The Flyers are not at the beginning of their process anymore but Fletcher on Tuesday was back to mentioning how his club at times has unnecessarily made life hard on itself through the first 10 games of the 2020-21 season.
He highlighted the inconsistent decision-making of the forwards having a trickle-down effect on the entire team, an issue that was called out by head coach Alain Vigneault just three days prior when he benched Travis Konecny.
"Our group of forwards to me haven’t played to the level they need to play at," Fletcher said. "I think they’ve made the game extremely difficult for our defensemen and for our goaltenders."
As a whole, the Flyers on Wednesday night made the game extremely difficult on themselves in a dispiriting 4-3 overtime loss to the Bruins at the Wells Fargo Center. The finish to the third period was the perfect summation of why the Flyers haven't shaken the criticism or concern through their 7-2-2 start.
They have beaten themselves.
They did so in the worst way Wednesday night by committing three penalties over the final eight minutes of regulation and asking one of hockey's scariest power play units to take the game from them. The Flyers, who looked like a true contender when they seized a 3-1 lead, created their own collapse. David Pastrnak, Patrice Bergeron and company delivered three power play goals to stun the Flyers, who got what they had made.
"You feel you’re in real good shape, but then you let elite players — by taking penalties — make a difference," Vigneault said Wednesday night after the loss.
"Gave an opportunity to their top players to step on the ice here. They’re elite players and they found a way to make a difference in the game.
"It’s a lesson that we’ll learn and we’ll get ready for the next game. ... You've got no time to feel sorry for yourself, you've got to get right back at it and that’s what we’re going to do."
Through three matchups, the Flyers are 0-1-2 against the Bruins, who are probably their biggest competition in the realigned East Division. The Flyers have allowed nine third-period goals to Boston and have coughed up a pair of two-goal leads in the final stanza. In their other eight games, they've yielded a combined six third-period goals.

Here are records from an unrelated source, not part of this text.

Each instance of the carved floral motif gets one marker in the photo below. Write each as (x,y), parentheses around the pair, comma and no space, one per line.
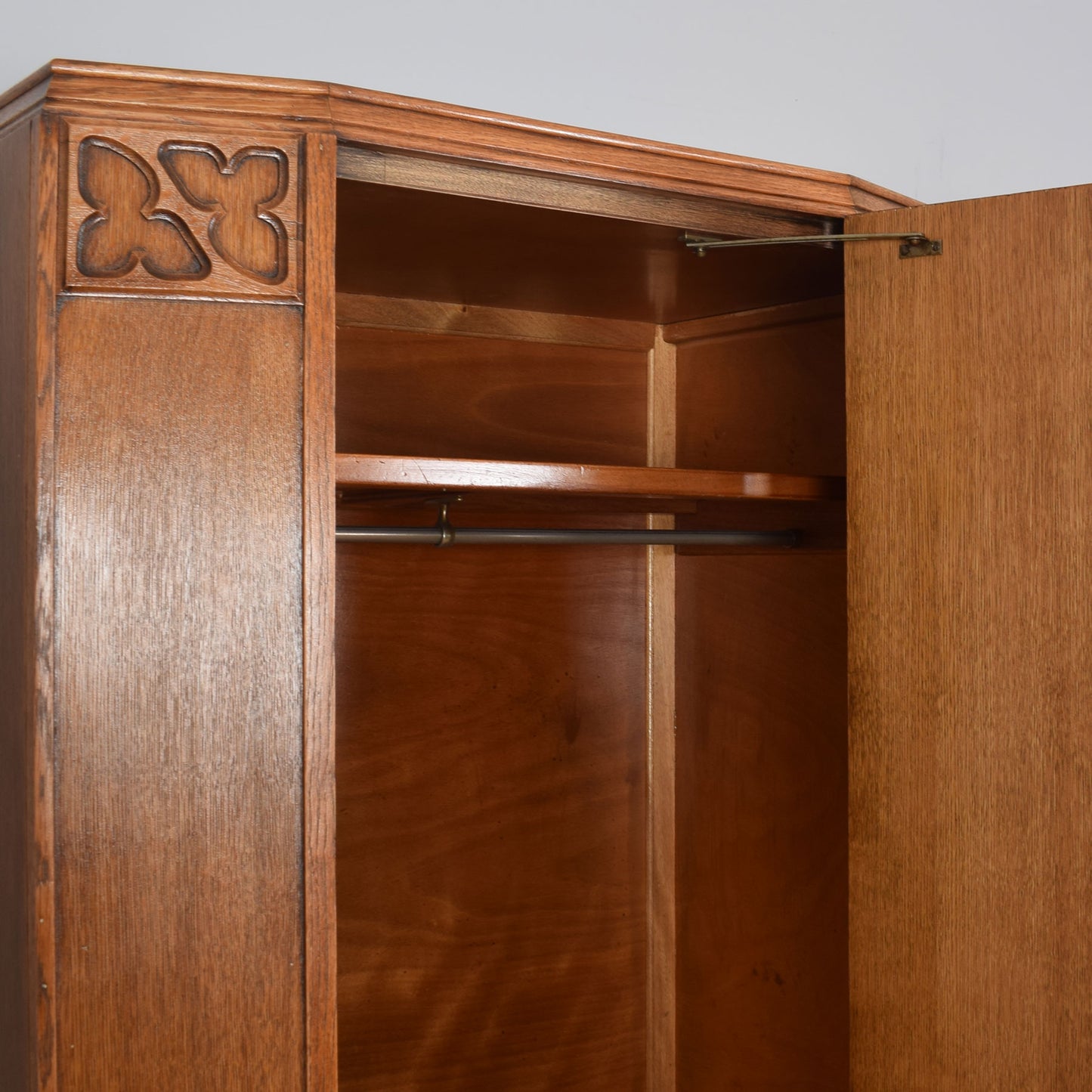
(127,228)
(240,193)
(173,212)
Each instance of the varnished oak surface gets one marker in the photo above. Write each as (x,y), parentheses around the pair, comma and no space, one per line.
(320,912)
(179,745)
(379,472)
(766,389)
(524,257)
(476,320)
(491,820)
(448,395)
(416,125)
(970,395)
(17,995)
(763,986)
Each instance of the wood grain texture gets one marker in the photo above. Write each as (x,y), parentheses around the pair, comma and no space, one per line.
(660,649)
(179,696)
(770,397)
(46,171)
(17,972)
(441,395)
(735,322)
(471,475)
(506,255)
(763,991)
(574,194)
(425,128)
(970,659)
(425,316)
(320,818)
(183,211)
(491,819)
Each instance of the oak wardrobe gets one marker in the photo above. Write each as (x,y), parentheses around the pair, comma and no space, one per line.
(804,806)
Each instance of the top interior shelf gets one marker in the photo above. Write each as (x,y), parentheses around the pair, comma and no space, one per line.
(481,475)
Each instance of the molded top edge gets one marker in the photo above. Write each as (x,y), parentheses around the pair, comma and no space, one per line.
(424,125)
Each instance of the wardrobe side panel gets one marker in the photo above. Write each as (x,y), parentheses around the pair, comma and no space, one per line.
(763,989)
(178,688)
(970,397)
(17,574)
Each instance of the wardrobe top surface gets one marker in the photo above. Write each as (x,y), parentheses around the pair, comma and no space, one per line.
(377,120)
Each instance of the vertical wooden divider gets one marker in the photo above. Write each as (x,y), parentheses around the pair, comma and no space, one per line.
(45,173)
(660,731)
(320,917)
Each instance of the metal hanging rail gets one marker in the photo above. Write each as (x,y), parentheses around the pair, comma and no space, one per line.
(444,534)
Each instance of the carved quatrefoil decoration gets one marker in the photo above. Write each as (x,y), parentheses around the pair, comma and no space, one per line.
(127,227)
(203,216)
(240,193)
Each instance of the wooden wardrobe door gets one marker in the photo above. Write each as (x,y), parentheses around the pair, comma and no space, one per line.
(970,590)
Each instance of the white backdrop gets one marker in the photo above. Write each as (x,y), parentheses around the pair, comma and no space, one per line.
(939,101)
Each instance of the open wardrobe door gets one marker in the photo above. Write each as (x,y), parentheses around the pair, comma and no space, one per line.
(970,509)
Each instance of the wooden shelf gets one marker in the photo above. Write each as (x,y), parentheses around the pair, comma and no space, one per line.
(473,475)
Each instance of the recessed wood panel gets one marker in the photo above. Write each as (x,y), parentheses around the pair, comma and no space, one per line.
(179,696)
(394,242)
(407,393)
(970,399)
(763,982)
(770,395)
(491,819)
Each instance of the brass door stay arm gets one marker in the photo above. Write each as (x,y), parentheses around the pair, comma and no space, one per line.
(914,245)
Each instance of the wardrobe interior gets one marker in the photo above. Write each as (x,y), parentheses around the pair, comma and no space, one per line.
(591,800)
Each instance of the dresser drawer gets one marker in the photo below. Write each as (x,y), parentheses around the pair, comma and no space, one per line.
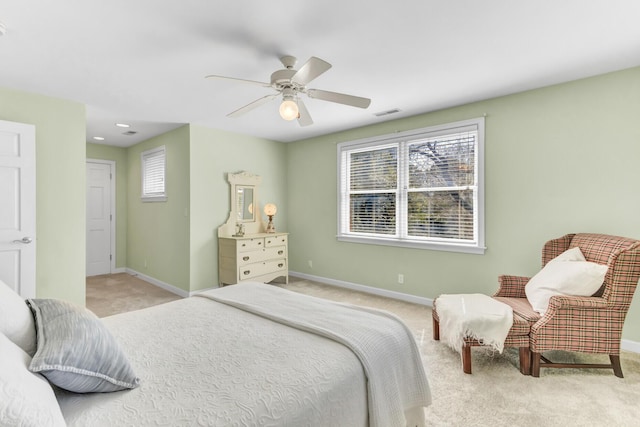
(275,241)
(253,270)
(250,257)
(250,244)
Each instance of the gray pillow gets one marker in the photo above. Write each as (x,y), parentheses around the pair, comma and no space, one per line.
(75,351)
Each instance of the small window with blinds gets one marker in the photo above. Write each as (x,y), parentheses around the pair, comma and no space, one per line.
(153,175)
(421,188)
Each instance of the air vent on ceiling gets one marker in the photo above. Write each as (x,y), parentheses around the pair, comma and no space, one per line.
(386,113)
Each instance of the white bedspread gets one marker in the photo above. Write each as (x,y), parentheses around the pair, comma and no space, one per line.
(385,346)
(475,316)
(202,363)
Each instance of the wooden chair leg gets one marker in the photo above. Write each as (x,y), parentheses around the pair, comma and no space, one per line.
(615,364)
(535,364)
(525,361)
(466,358)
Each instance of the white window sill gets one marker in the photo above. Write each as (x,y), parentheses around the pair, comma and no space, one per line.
(449,247)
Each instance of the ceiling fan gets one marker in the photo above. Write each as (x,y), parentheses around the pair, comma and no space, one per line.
(289,83)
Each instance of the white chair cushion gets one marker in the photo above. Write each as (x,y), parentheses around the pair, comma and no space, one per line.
(567,274)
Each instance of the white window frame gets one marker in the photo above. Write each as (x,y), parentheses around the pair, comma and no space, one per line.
(161,194)
(401,238)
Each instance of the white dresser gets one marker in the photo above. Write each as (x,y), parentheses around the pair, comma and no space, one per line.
(260,257)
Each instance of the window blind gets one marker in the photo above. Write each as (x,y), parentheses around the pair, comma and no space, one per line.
(415,188)
(153,173)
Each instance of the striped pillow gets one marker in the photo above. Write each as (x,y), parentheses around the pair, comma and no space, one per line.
(75,351)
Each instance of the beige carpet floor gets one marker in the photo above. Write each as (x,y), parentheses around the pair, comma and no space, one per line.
(496,394)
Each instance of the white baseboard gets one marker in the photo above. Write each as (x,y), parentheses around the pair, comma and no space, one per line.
(626,345)
(366,289)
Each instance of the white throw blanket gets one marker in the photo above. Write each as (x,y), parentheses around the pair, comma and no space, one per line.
(397,384)
(473,316)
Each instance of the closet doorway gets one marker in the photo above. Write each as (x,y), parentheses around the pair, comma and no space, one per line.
(101,221)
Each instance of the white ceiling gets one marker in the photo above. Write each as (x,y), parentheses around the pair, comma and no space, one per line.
(143,62)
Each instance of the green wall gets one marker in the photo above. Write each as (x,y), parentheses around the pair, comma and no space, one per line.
(215,153)
(557,160)
(158,232)
(118,155)
(60,190)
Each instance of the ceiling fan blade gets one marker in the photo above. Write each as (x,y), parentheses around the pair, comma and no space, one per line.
(258,102)
(340,98)
(253,82)
(304,118)
(310,70)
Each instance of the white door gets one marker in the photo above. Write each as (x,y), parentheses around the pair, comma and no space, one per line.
(99,218)
(18,207)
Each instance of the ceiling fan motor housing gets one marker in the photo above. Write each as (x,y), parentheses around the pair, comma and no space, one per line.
(281,79)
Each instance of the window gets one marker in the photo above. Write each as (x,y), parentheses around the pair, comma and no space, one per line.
(153,175)
(421,188)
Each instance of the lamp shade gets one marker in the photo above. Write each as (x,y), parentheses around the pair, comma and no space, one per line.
(289,110)
(270,209)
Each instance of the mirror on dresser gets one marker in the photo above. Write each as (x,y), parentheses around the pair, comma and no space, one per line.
(245,250)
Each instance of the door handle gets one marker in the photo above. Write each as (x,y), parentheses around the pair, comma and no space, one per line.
(25,240)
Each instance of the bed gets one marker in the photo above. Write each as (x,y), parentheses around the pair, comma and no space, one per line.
(247,355)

The Flyers entered Thursday putting up the NHL's fewest shots per game (23.7), allowing the third-most shots per game (33.8) and surrendering the fifth-most power play goals per game (1.09).

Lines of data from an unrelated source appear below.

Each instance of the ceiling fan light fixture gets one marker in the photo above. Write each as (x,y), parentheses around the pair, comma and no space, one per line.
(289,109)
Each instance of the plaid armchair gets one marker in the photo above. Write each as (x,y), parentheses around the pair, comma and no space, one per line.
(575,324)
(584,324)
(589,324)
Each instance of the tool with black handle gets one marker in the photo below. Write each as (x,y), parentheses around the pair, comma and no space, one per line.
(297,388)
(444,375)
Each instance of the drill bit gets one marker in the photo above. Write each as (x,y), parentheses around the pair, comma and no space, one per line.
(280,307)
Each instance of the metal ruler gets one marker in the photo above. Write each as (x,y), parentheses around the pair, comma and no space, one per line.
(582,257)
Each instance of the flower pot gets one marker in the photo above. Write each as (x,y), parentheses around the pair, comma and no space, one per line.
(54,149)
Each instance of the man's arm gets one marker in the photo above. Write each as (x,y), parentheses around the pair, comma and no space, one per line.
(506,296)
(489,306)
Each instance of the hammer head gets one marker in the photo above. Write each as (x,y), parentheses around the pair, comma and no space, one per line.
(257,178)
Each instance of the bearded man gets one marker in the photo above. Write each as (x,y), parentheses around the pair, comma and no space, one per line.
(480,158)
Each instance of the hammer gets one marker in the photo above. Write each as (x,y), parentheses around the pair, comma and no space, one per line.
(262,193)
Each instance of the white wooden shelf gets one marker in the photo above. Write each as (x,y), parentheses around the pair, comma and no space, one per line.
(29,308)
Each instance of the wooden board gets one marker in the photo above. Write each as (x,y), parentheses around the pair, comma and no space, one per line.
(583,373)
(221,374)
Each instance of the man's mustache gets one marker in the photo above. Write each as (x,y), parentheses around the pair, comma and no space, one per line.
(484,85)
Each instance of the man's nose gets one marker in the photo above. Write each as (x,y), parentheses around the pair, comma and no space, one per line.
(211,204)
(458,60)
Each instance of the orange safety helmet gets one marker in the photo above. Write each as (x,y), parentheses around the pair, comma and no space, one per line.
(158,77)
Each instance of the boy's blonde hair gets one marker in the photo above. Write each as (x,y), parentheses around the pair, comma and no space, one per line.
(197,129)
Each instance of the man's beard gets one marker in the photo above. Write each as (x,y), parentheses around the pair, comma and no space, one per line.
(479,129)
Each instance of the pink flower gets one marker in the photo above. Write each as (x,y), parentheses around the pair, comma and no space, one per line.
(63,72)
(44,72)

They allowed the NHL's fewest shots per game last season and played like a different team over a much larger sample size of 69 games.

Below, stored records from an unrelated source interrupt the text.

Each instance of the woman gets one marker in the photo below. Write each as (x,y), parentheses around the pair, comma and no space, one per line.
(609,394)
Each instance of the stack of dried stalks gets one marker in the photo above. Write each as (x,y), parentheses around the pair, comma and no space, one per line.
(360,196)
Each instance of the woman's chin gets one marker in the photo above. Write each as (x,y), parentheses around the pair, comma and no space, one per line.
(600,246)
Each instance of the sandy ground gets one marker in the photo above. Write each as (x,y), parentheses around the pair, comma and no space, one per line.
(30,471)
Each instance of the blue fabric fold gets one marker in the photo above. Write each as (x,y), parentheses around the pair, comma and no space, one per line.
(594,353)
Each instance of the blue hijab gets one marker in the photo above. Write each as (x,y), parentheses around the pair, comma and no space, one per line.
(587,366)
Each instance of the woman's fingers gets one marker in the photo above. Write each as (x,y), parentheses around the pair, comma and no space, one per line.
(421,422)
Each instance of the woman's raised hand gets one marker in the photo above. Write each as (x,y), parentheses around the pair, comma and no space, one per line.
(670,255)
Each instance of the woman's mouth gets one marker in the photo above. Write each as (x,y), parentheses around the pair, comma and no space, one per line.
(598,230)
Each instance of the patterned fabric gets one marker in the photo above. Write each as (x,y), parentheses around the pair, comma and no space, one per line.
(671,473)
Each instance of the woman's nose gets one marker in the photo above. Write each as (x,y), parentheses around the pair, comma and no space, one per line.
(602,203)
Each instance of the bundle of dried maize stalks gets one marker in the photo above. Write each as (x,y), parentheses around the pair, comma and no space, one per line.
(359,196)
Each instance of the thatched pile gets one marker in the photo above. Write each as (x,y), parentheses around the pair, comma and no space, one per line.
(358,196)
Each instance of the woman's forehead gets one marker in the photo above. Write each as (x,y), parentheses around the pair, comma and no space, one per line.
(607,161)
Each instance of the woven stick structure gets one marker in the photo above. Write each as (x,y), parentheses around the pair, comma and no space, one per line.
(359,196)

The Flyers are 7-2-2 and know they can be significantly better. There's no Matt Niskanen and Sean Couturier has been out. But there's no excuse for beating yourself like the Flyers did Wednesday night.
"A 56-game sprint to try to make the playoffs and any time you can bank 15 points over your first 10 games, you have to be happy with the results," Fletcher said Tuesday. "I’m not sure the process is where we want it to be, I’m not sure we’re playing at the level we want to be, and I think it’s a good thing — I don’t think anybody in our room is fooled by our record. I think our coaches understand the work that we need to do to get better and we’re going about working on the things we need to work on to get better.
"What I respect about this group is we find a way and the will to win is high. Again, there are certain areas of our game that clearly need to get better, but every night somebody steps up or some element of our game allows us to get the win."
The Flyers allowed a game to get away Wednesday. They've got the Bruins again Friday night. There isn't a better time for them to show just how much better they can be.
Fletcher and Vigneault would like to see it just as much as the fan base.